Renault reported a 37 percent increase in net profit Thursday for the first half, but warned that its full year sales target will fall short of a goal set two years ago because of the worsening economic environment.
Net income for the six months to June rose to euro1.46 billion (US$2.2 billion) from euro1.07 billion a year earlier, Renault said in a statement. The results exclude the second quarter contribution from its stake in Japanese automaker Nissan Motor Co., which reports Aug. 1.
Revenue rose 2.3 percent to euro20.94 billion (US$32.96 billion) over the period.
For the full year, the French car maker said it now expects to sell more than 3 million vehicles under its Renault, Dacia and Renault Samsung brands compared with the 3.3 million goal tabled as part of its four-year turnaround plan launched in 2006.

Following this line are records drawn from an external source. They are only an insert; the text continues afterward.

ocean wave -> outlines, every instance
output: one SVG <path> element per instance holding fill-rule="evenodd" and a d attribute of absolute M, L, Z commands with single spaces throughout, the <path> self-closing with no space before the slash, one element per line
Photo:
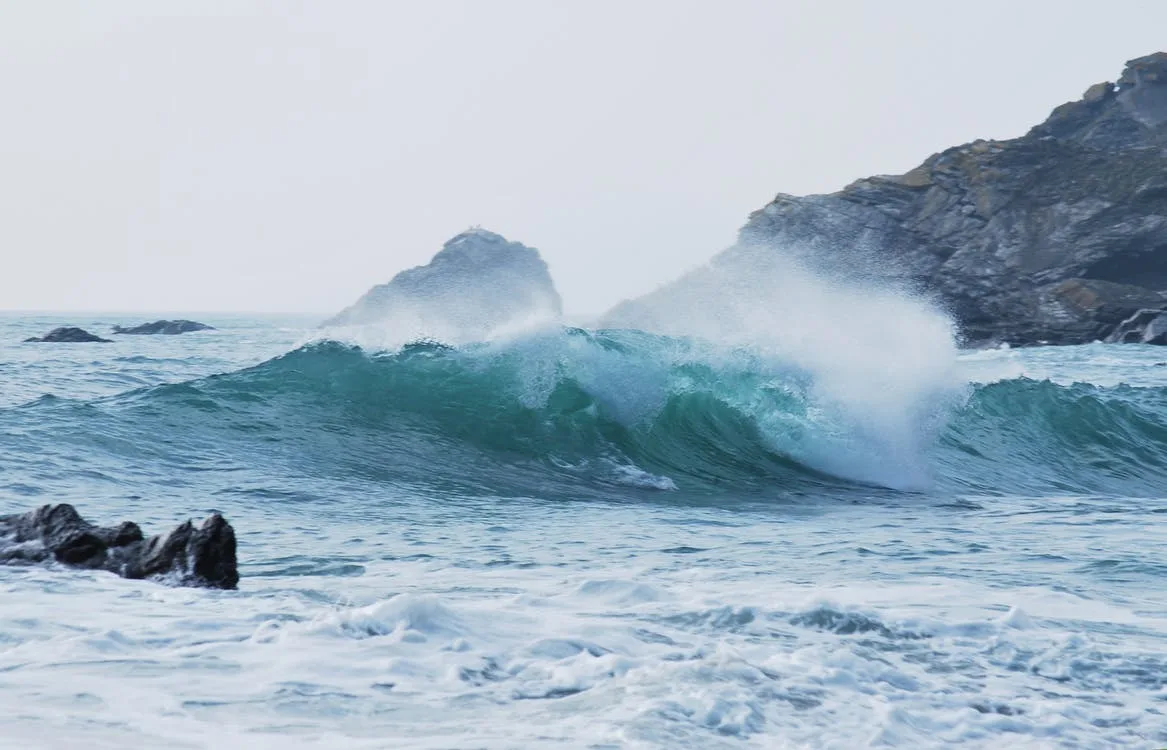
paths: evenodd
<path fill-rule="evenodd" d="M 883 402 L 879 390 L 840 400 L 822 380 L 747 348 L 564 329 L 391 352 L 317 342 L 221 376 L 18 411 L 51 413 L 44 429 L 55 440 L 190 467 L 277 460 L 499 495 L 553 484 L 568 496 L 727 486 L 1139 495 L 1167 475 L 1167 388 L 1016 378 L 922 387 L 902 406 L 903 393 Z"/>

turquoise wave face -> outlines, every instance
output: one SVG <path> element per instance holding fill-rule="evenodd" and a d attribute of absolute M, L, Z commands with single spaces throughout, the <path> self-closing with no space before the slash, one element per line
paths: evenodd
<path fill-rule="evenodd" d="M 890 409 L 833 399 L 820 379 L 745 350 L 568 329 L 393 353 L 324 342 L 223 376 L 41 400 L 0 419 L 23 419 L 26 443 L 74 441 L 188 469 L 275 464 L 497 495 L 1144 495 L 1167 477 L 1167 388 L 1022 379 L 924 391 Z"/>

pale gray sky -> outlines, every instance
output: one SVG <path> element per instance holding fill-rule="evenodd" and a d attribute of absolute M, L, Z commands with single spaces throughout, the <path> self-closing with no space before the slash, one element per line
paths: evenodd
<path fill-rule="evenodd" d="M 0 0 L 0 308 L 335 311 L 481 224 L 600 311 L 1165 30 L 1161 0 Z"/>

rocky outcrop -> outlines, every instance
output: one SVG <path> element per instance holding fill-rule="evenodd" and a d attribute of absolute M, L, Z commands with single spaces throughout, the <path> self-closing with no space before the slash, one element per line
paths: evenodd
<path fill-rule="evenodd" d="M 188 520 L 149 539 L 132 521 L 95 526 L 67 504 L 0 517 L 0 563 L 51 560 L 180 586 L 233 589 L 239 582 L 235 530 L 218 513 L 197 528 Z"/>
<path fill-rule="evenodd" d="M 37 343 L 37 344 L 85 344 L 85 343 L 98 343 L 109 344 L 112 343 L 109 338 L 102 338 L 100 336 L 95 336 L 90 334 L 84 328 L 54 328 L 51 331 L 44 336 L 33 336 L 32 338 L 26 338 L 25 343 Z"/>
<path fill-rule="evenodd" d="M 429 264 L 373 287 L 324 325 L 384 323 L 419 337 L 460 341 L 560 313 L 559 293 L 537 250 L 471 229 L 447 241 Z"/>
<path fill-rule="evenodd" d="M 1021 138 L 950 148 L 831 195 L 778 195 L 715 262 L 749 268 L 774 254 L 920 292 L 966 344 L 1104 338 L 1167 306 L 1167 54 L 1128 62 Z M 636 321 L 668 294 L 609 320 Z"/>
<path fill-rule="evenodd" d="M 205 323 L 198 323 L 196 321 L 154 321 L 153 323 L 142 323 L 141 325 L 134 325 L 133 328 L 123 328 L 120 325 L 113 327 L 114 334 L 125 334 L 133 336 L 176 336 L 179 334 L 189 334 L 191 331 L 212 331 L 215 330 Z"/>
<path fill-rule="evenodd" d="M 1119 323 L 1106 343 L 1167 346 L 1167 309 L 1139 310 Z"/>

Renault said it is still on track to achieve its target of a 4.5 percent operating margin in 2008, but said the "worsening economic conditions would make this milestone more difficult to attain."
In a statement, the carmaker said "the deterioration in the macroeconomic environment has far exceeded the worst-case scenarios" envisaged when CEO Carlos Ghosn unveiled the turnaround plan two year ago.
Renault said it will cut costs and raise prices in response to an environment of higher oil and raw materials prices, a more expensive euro, higher financing costs, and a slowdown in the major European markets.
Renault said it is considering a voluntary redundancy plan in Europe to reduce overhead costs by 10 percent. In a briefing to journalists, CFO Thierry Moulonguet said that could translate into job cuts of around 5,000 by 2010.
Renault also said it is raising sales prices, halting or postponing non-priority projects, freezing new hires and cutting research spending.